My questions had been met with blank looks, western looks, so I decided that I'd keep them under my newly acquired cowboy hat. Instead, I pored over the book. Joe Back's drawings were obsessively detailed, rendering the grain of the wood in the saddle bars and the twist of fibers in each rope, but they didn't take at first: rope in hand, I immediately forgot what I'd seen.
So I watched Mitch as we led the horses to the porch and put the saddles on. With my extra height and long arms, I managed to get Red's cinch too tight, and he snorted and fidgeted.
"Loosen up that cincha," Mitch said. "Can't slip your hand along his ribs, it's too snug. Pull it up, then lead him a few steps and check it. They blow up." He made a horsey face and puffed his stomach out. So I loosened the cinch, watching how he rolled his yellow slicker and bound it with the saddle strings, and I did that too. Then I led the gelding in a circle, tightened the cinch, led him around again, loosened it, and was starting on a third circuit when Mitch laughed.
"Hah! You'll tucker him out before you get on. Let's check the sheep before they get away from us." We rode into the sun, and I tipped my hat to break the glare. The ewes were spreading up the slope, giving soft moans and grunts as they fed, each followed by a lamb or twins. Yesterday had been hard for them, driven from the ranch along fenced roads, then shoved up the steep foreslope, and they were hungry, sorting the grass and leaves with their lips, nipping the best, taking a step, and nipping again.
We were taking them up to the high meadows that had just melted out of deep snow, where mountain plants ripened fast, throwing up leaves with the urgency of alpine summer, two brief months before the snow. With the sheep on the mountain, hayfields could be irrigated and cut, and the hay stacked for winter. But hay was poor food for sheep compared to the leafy mountain plants. And the lambs would come down from the mountain fat, ready to be sold.

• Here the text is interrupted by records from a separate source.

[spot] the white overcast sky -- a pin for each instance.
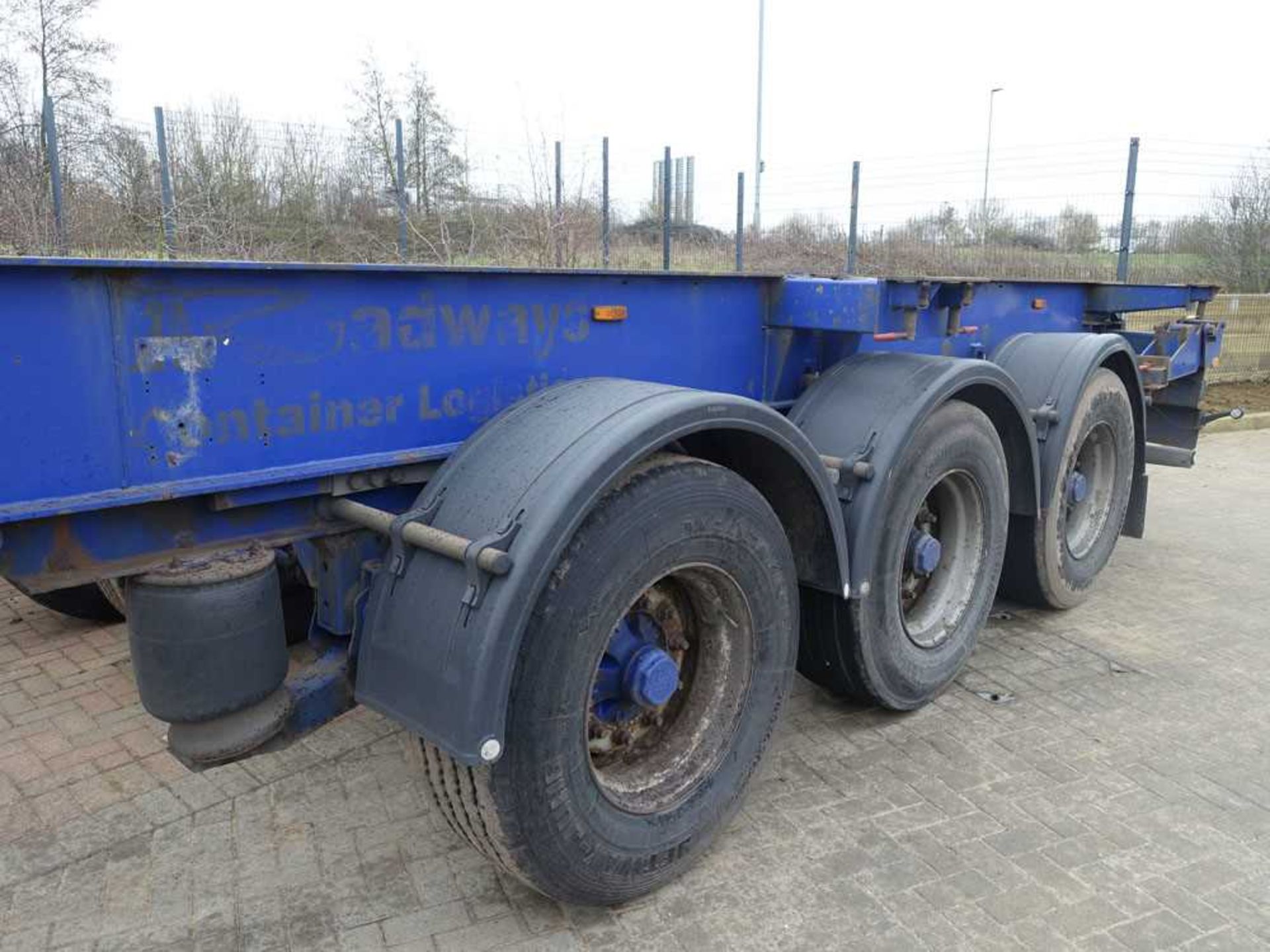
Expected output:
(901, 85)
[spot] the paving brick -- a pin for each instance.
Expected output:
(1162, 930)
(1099, 811)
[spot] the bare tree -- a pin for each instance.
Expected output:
(69, 61)
(372, 120)
(1240, 249)
(435, 168)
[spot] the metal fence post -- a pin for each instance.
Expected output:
(400, 183)
(559, 219)
(666, 211)
(853, 247)
(168, 204)
(689, 188)
(55, 175)
(603, 206)
(1122, 266)
(679, 190)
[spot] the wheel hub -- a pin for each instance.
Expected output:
(635, 674)
(923, 553)
(1078, 487)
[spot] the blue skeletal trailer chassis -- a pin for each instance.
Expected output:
(574, 530)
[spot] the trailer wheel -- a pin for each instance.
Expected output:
(648, 683)
(939, 556)
(1053, 560)
(91, 602)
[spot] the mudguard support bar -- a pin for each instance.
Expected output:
(495, 561)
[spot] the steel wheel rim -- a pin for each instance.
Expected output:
(933, 604)
(1095, 463)
(705, 623)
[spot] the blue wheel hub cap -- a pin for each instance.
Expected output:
(1078, 487)
(923, 553)
(635, 674)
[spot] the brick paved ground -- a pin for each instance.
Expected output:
(1121, 801)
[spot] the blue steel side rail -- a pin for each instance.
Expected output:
(165, 407)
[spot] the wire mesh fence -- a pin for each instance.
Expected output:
(272, 190)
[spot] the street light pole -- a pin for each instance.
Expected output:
(759, 124)
(987, 159)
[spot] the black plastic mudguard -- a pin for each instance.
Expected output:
(867, 409)
(1052, 370)
(440, 664)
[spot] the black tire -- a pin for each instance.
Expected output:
(554, 813)
(902, 641)
(1053, 560)
(88, 602)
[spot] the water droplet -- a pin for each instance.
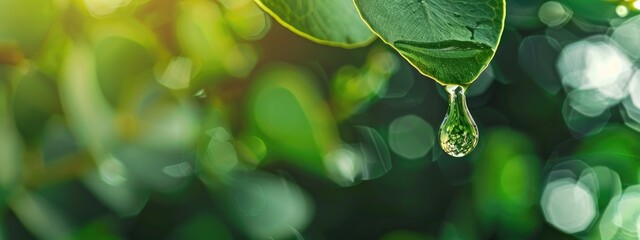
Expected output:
(458, 132)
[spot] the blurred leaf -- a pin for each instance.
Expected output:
(39, 216)
(376, 160)
(10, 149)
(35, 99)
(248, 20)
(202, 227)
(87, 110)
(330, 22)
(600, 11)
(405, 235)
(292, 116)
(451, 43)
(270, 207)
(205, 38)
(26, 23)
(507, 181)
(122, 66)
(121, 196)
(96, 230)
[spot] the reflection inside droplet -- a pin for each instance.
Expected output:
(458, 132)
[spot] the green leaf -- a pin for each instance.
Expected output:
(449, 41)
(329, 22)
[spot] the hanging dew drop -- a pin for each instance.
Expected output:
(458, 132)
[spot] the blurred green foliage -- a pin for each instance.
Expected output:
(206, 119)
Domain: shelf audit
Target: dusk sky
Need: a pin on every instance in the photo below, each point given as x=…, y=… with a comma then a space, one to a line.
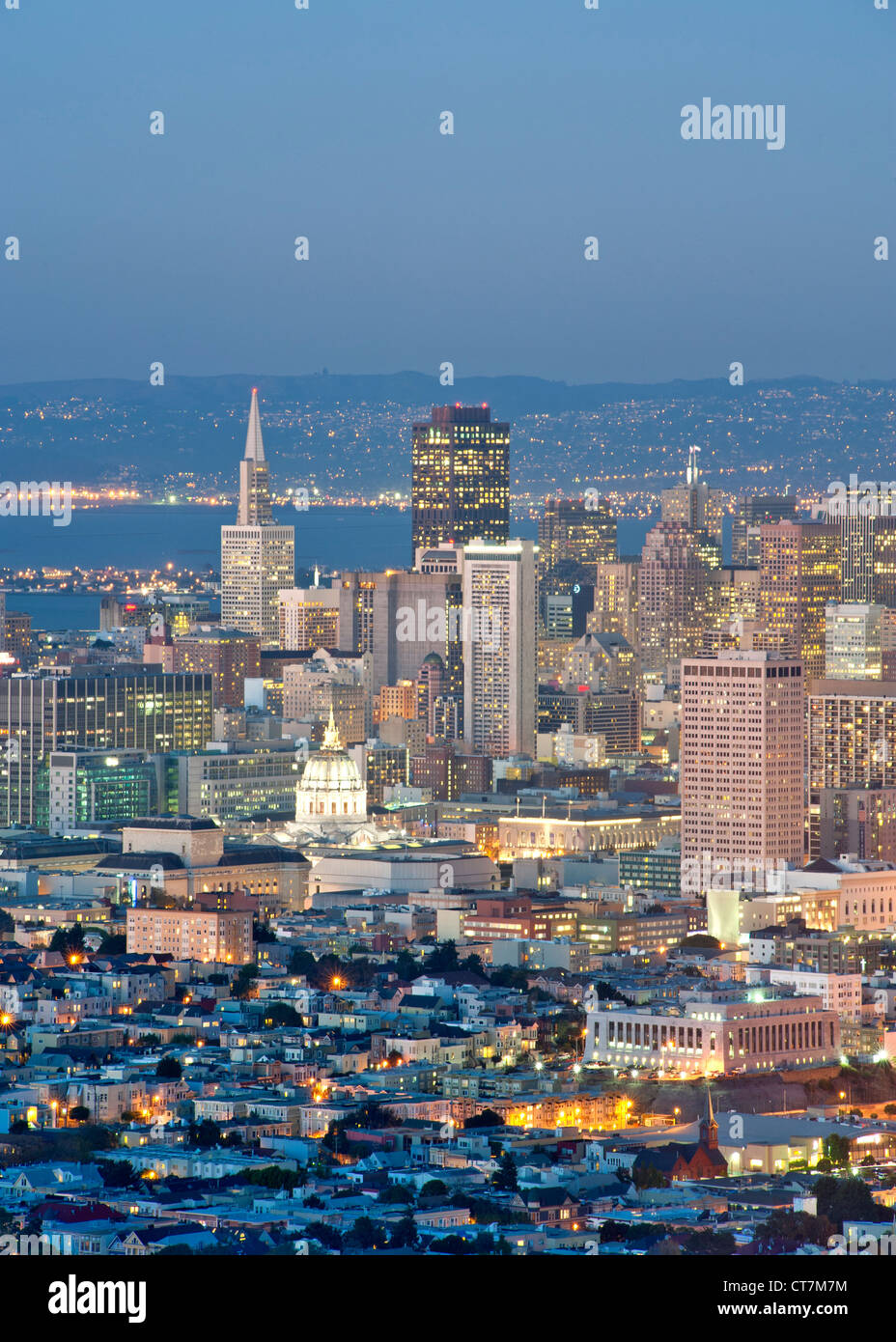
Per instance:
x=427, y=247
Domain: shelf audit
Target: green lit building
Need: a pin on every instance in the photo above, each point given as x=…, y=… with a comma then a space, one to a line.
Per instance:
x=652, y=869
x=97, y=787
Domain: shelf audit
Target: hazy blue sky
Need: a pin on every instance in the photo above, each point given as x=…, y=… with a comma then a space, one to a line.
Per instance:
x=427, y=247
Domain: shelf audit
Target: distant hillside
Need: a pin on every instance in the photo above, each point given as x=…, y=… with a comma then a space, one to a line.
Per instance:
x=353, y=431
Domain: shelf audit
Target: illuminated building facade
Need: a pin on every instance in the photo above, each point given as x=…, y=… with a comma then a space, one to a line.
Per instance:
x=227, y=656
x=500, y=647
x=575, y=533
x=672, y=596
x=102, y=711
x=798, y=578
x=716, y=1032
x=742, y=761
x=258, y=558
x=192, y=935
x=851, y=741
x=461, y=477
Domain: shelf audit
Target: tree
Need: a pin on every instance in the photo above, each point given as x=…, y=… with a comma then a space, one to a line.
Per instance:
x=404, y=1235
x=837, y=1150
x=648, y=1176
x=113, y=943
x=505, y=1177
x=509, y=977
x=117, y=1173
x=396, y=1193
x=784, y=1231
x=443, y=959
x=366, y=1235
x=848, y=1200
x=364, y=1117
x=406, y=966
x=244, y=981
x=206, y=1132
x=324, y=1235
x=281, y=1014
x=302, y=964
x=69, y=941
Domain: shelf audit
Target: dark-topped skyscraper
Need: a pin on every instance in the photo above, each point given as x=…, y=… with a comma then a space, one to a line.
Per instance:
x=575, y=534
x=461, y=478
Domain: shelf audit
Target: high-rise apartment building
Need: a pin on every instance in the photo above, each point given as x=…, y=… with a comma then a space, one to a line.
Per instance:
x=851, y=741
x=867, y=545
x=400, y=616
x=695, y=505
x=228, y=656
x=500, y=647
x=672, y=596
x=461, y=477
x=753, y=512
x=258, y=558
x=575, y=536
x=742, y=765
x=616, y=601
x=854, y=642
x=798, y=577
x=309, y=619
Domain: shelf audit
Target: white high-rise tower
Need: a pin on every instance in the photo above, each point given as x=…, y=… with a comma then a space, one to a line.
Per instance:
x=258, y=558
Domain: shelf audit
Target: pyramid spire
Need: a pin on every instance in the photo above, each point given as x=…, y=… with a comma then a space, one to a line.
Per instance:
x=254, y=444
x=255, y=495
x=709, y=1126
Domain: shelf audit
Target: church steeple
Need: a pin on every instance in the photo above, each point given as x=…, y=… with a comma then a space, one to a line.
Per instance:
x=709, y=1126
x=255, y=498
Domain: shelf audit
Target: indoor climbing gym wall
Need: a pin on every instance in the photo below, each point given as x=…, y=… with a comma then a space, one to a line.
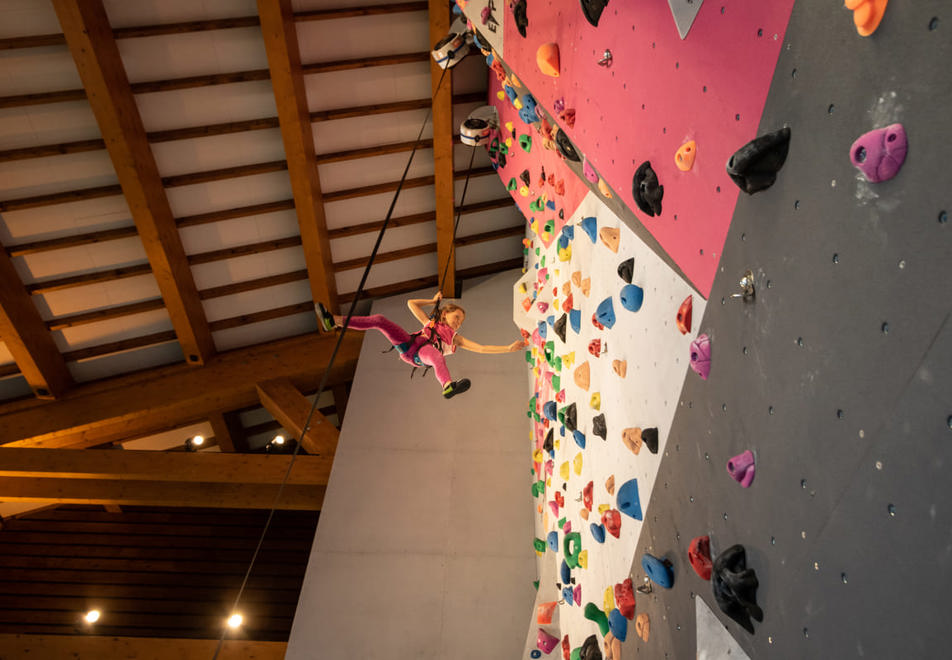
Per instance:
x=736, y=293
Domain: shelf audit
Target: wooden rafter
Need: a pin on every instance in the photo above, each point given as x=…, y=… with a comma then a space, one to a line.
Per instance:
x=94, y=50
x=287, y=79
x=443, y=151
x=133, y=406
x=27, y=338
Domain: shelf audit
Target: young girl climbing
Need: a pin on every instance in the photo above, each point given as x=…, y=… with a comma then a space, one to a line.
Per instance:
x=438, y=338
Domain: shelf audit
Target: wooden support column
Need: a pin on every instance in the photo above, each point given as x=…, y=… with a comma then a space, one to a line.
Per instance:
x=90, y=39
x=286, y=403
x=443, y=152
x=26, y=336
x=287, y=80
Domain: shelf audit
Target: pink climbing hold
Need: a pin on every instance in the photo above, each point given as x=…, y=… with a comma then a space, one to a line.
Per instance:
x=880, y=154
x=741, y=468
x=701, y=356
x=546, y=642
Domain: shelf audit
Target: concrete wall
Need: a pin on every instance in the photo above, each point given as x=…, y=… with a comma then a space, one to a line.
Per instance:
x=424, y=544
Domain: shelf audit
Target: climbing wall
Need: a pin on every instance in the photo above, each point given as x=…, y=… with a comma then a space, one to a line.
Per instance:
x=835, y=374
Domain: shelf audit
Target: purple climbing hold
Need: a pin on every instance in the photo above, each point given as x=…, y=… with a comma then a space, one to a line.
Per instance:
x=880, y=154
x=701, y=356
x=741, y=468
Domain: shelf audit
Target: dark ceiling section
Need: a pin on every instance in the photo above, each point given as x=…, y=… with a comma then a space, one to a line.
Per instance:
x=153, y=572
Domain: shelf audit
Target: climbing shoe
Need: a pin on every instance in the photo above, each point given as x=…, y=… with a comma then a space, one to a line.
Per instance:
x=455, y=387
x=324, y=318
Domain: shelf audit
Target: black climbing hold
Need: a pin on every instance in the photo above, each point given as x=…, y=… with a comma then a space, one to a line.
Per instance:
x=570, y=418
x=592, y=9
x=598, y=426
x=590, y=650
x=735, y=587
x=650, y=439
x=754, y=166
x=519, y=13
x=646, y=190
x=559, y=327
x=565, y=147
x=626, y=268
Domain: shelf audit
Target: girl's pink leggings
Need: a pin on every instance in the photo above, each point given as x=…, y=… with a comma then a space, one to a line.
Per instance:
x=409, y=347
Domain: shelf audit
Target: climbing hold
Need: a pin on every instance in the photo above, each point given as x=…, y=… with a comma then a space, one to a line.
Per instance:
x=592, y=613
x=519, y=14
x=598, y=532
x=618, y=625
x=683, y=318
x=625, y=598
x=547, y=59
x=741, y=468
x=590, y=227
x=592, y=10
x=646, y=190
x=544, y=612
x=575, y=320
x=684, y=157
x=628, y=501
x=565, y=146
x=582, y=375
x=579, y=438
x=545, y=641
x=699, y=554
x=620, y=367
x=632, y=297
x=643, y=626
x=735, y=587
x=701, y=356
x=658, y=571
x=605, y=313
x=626, y=269
x=610, y=237
x=598, y=426
x=880, y=154
x=866, y=14
x=589, y=172
x=612, y=521
x=754, y=166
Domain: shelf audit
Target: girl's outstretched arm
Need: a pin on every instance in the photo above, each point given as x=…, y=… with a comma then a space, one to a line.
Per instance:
x=416, y=306
x=470, y=345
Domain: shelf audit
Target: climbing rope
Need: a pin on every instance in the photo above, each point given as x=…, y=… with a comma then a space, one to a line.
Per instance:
x=330, y=364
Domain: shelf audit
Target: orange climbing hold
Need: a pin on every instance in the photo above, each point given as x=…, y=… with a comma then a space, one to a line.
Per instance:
x=866, y=14
x=684, y=158
x=547, y=59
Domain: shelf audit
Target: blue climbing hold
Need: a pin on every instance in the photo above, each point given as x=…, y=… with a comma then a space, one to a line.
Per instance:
x=579, y=438
x=598, y=532
x=590, y=225
x=632, y=297
x=606, y=313
x=628, y=500
x=618, y=625
x=657, y=571
x=575, y=320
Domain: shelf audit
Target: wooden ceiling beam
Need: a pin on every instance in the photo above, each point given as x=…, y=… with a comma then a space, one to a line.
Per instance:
x=93, y=647
x=290, y=408
x=287, y=80
x=97, y=58
x=137, y=405
x=29, y=341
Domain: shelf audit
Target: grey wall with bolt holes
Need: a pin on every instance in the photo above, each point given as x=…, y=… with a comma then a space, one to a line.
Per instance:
x=838, y=376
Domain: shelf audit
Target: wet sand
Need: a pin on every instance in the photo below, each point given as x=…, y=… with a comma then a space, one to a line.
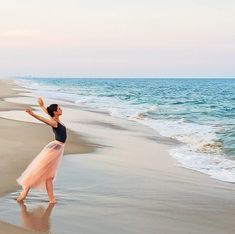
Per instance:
x=20, y=142
x=129, y=185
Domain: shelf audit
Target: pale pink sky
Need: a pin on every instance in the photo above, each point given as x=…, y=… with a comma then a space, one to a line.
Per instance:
x=125, y=38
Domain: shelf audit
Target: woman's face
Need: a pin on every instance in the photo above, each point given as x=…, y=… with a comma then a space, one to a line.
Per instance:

The front line of sheep took the flower tops and tenderest leaves. The second wave took the best of what was left. Each successive rank found less and took the best of that. Stragglers got stems, the toughest leaves, and over-wintered stuff. The larger the band, the harder the range was browsed. The Prestons grazed 750 ewes, small as commercial bands go. Some summer bands numbered 2,500 ewes, each with at least one lamb. Successful birth was the prerequisite for continued life: it wasn't worth keeping a barren ewe around just for the wool clip, and full-grown mutton is not much desired in America.
One night at the ranch table, Warren gave me a lecture on sheep husbandry, much of it unintelligible, but out of respect I nodded as if it were clear. Given the root equation of ranching, a ewe that bears healthy twins is worth more than one with single births, even if she doesn't live as long, so the twins — or one of the pair — are kept in the herd.
The sheep waddled in clots of ten or twenty, working up the slope. We rode around, careful not to push them, and then rode the north flank. Mitch swept his hand in a circle. "Keep 'em loose and don't bunch 'em up. We want 'em to move easy. They like to spread out and climb, and the fast ones break off. If you lose sheep, always look high."
We called the dogs back, but their blood was up and they were hard to restrain. Tiger, the pup, was the worst. Mitch called him "Tikki-Lo," which was easier to yell. It took an hour to circle the sheep, and then Mitch pointed me down the hill.